Entre Linhas. A sexualidade humana: entre a natureza, a cultura e a liberdade
A expressão «entre Linhas» pode ser entendida de diversos modos. Um deles aponta para aquilo que aparece ‘dito’ de um modo subentendido, ou seja, como que escondido entre as linhas escritas, a modo de coisas que se querem dizer, mas não se querem assumir abertamente. Não foi neste território que nos situamos Um outro modo de entender a expressão – e foi esse que assumimos e no qual   nos movimentamos- aponta para uma reflexão que se quer desenvolver e realizar a partir de várias linhas de pensamento, explorando toda a amplitude desse espaço.
Não quisemos  seguir só uma única linha de reflexão e ação, mas, antes, procurámos aprofundar, na complementaridade de diversas dimensões constitutivas da condição humana, uma reflexão cristã acerca da afetividade e sexualidade humanas e, a partir dessa mesma reflexão, desenhar itinerários de formação no contexto do CNE.

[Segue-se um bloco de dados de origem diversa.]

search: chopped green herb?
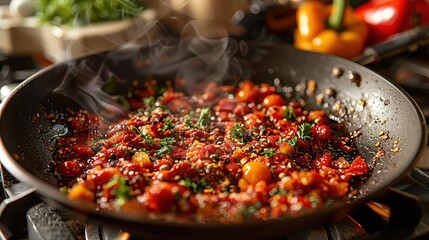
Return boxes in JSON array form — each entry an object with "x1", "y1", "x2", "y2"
[
  {"x1": 142, "y1": 135, "x2": 155, "y2": 145},
  {"x1": 283, "y1": 106, "x2": 296, "y2": 122},
  {"x1": 195, "y1": 108, "x2": 210, "y2": 128},
  {"x1": 60, "y1": 186, "x2": 68, "y2": 194},
  {"x1": 91, "y1": 137, "x2": 104, "y2": 152},
  {"x1": 128, "y1": 125, "x2": 143, "y2": 136},
  {"x1": 162, "y1": 118, "x2": 176, "y2": 132},
  {"x1": 156, "y1": 137, "x2": 176, "y2": 156},
  {"x1": 116, "y1": 96, "x2": 130, "y2": 110},
  {"x1": 259, "y1": 149, "x2": 277, "y2": 157},
  {"x1": 179, "y1": 178, "x2": 209, "y2": 193},
  {"x1": 143, "y1": 96, "x2": 156, "y2": 108},
  {"x1": 104, "y1": 174, "x2": 131, "y2": 207},
  {"x1": 270, "y1": 188, "x2": 287, "y2": 197},
  {"x1": 184, "y1": 114, "x2": 194, "y2": 128},
  {"x1": 155, "y1": 86, "x2": 167, "y2": 96},
  {"x1": 287, "y1": 137, "x2": 298, "y2": 147},
  {"x1": 231, "y1": 123, "x2": 251, "y2": 143},
  {"x1": 297, "y1": 123, "x2": 312, "y2": 140}
]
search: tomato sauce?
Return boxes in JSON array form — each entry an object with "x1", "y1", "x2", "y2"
[{"x1": 53, "y1": 80, "x2": 369, "y2": 223}]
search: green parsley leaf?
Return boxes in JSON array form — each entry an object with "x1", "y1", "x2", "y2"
[
  {"x1": 142, "y1": 135, "x2": 155, "y2": 145},
  {"x1": 259, "y1": 149, "x2": 277, "y2": 157},
  {"x1": 297, "y1": 123, "x2": 312, "y2": 140},
  {"x1": 143, "y1": 96, "x2": 156, "y2": 108},
  {"x1": 231, "y1": 123, "x2": 251, "y2": 143},
  {"x1": 104, "y1": 174, "x2": 131, "y2": 207},
  {"x1": 287, "y1": 137, "x2": 298, "y2": 147},
  {"x1": 184, "y1": 114, "x2": 194, "y2": 128},
  {"x1": 195, "y1": 108, "x2": 210, "y2": 128},
  {"x1": 60, "y1": 186, "x2": 68, "y2": 195},
  {"x1": 283, "y1": 106, "x2": 296, "y2": 122},
  {"x1": 156, "y1": 137, "x2": 176, "y2": 156},
  {"x1": 162, "y1": 118, "x2": 176, "y2": 132},
  {"x1": 179, "y1": 178, "x2": 209, "y2": 193}
]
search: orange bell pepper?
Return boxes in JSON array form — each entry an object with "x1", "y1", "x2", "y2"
[{"x1": 294, "y1": 0, "x2": 368, "y2": 59}]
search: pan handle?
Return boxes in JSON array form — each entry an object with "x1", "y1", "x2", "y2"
[{"x1": 353, "y1": 25, "x2": 429, "y2": 65}]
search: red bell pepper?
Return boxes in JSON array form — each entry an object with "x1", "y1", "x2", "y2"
[{"x1": 355, "y1": 0, "x2": 429, "y2": 44}]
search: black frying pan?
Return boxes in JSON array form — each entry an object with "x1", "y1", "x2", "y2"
[{"x1": 0, "y1": 41, "x2": 427, "y2": 239}]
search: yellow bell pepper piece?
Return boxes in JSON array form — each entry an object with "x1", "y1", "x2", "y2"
[{"x1": 294, "y1": 0, "x2": 368, "y2": 59}]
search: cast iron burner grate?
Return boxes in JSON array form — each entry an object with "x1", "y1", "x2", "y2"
[{"x1": 0, "y1": 174, "x2": 429, "y2": 240}]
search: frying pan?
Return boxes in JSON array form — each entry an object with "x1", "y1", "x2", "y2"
[{"x1": 0, "y1": 40, "x2": 427, "y2": 239}]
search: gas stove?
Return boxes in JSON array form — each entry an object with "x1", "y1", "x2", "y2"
[{"x1": 0, "y1": 47, "x2": 429, "y2": 240}]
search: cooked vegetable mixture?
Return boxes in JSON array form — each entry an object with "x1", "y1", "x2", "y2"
[{"x1": 53, "y1": 80, "x2": 369, "y2": 223}]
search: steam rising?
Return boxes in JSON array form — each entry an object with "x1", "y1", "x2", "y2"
[{"x1": 55, "y1": 18, "x2": 245, "y2": 124}]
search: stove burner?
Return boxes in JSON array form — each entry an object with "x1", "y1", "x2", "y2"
[{"x1": 0, "y1": 179, "x2": 429, "y2": 240}]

Ainda não tinha começado o atual processo sinodal em curso na Igreja Católica, já nos tínhamos colocado, desde o início, em atitude de escuta, na congregação de sensibilidades, idades e horizontes de vida diversos para se constituir uma equipa de desenvolvimento formada por dirigentes do CNE e amigos das instituições parceiras, que desse corpo ao projeto. 

E assim, começámos este caminho em 7 de outubro de 2020.  Foram já despendidas mais de 3300 horas de trabalho de voluntários e profissionais, convidados 13 especialistas em áreas de relevo, escutados 16 jovens dirigentes e 15 caminheiros, num fim de semana presencial, e recebidos cerca de 100 contributos partilhados num formulário online que permitiram um aprofundamento significativo da realidade e dos desafios que são colocados ao CNE.

Entre os nomes dos especialistas que já participaram neste processo, estão os professores da Faculdade de Teologia da Universidade Católica João Manuel Duque, Jerónimo Trigo, António Martins; a ex-presidente da Comissão para a Igualdade de Género, Teresa Fragoso; o antropólogo Miguel Vale de Almeida; a psiquiatra Zélia Figueiredo, que tem acompanhado processos de mudança de género no Hospital Magalhães Lemos, do Porto; a socióloga Lígia Amâncio; a psicóloga clínica Fabrizia Raguso; a diretora do gabinete em Genebra do Fundo das Nações Unidas para a População, Mónica Ferro; a psicóloga Olga Cunha; a professora da Faculdade de Medicina do Porto, Susana Sá; o jurista Pedro Vaz Patto e o teólogo Aristide Fumagalli (Milão). 

O que pretendemos alcançar?
• Abraçar a realidade, as dúvidas e os desejos dos jovens;
• Desenvolver a dimensão afetiva na reflexão e na prática eclesial e escutista;
• Contribuir para a criação de um discurso aprofundado sobre a afetividade/ sexualidade na Igreja e na sociedade;
• Aumentar a cidadania ativa e o compromisso eclesial;
• Aprofundar a fé cristã numa perspetiva de proximidade com os jovens;
• Favorecer a inclusão de todos os Escuteiros e Dirigentes, à luz da fé cristã;
• Apontar linhas de reflexão e diálogo sobre a afetividade e a sexualidade no programa educativo do CNE;
• Enriquecer o Sistema de Formação de Adultos e o Programa Educativo.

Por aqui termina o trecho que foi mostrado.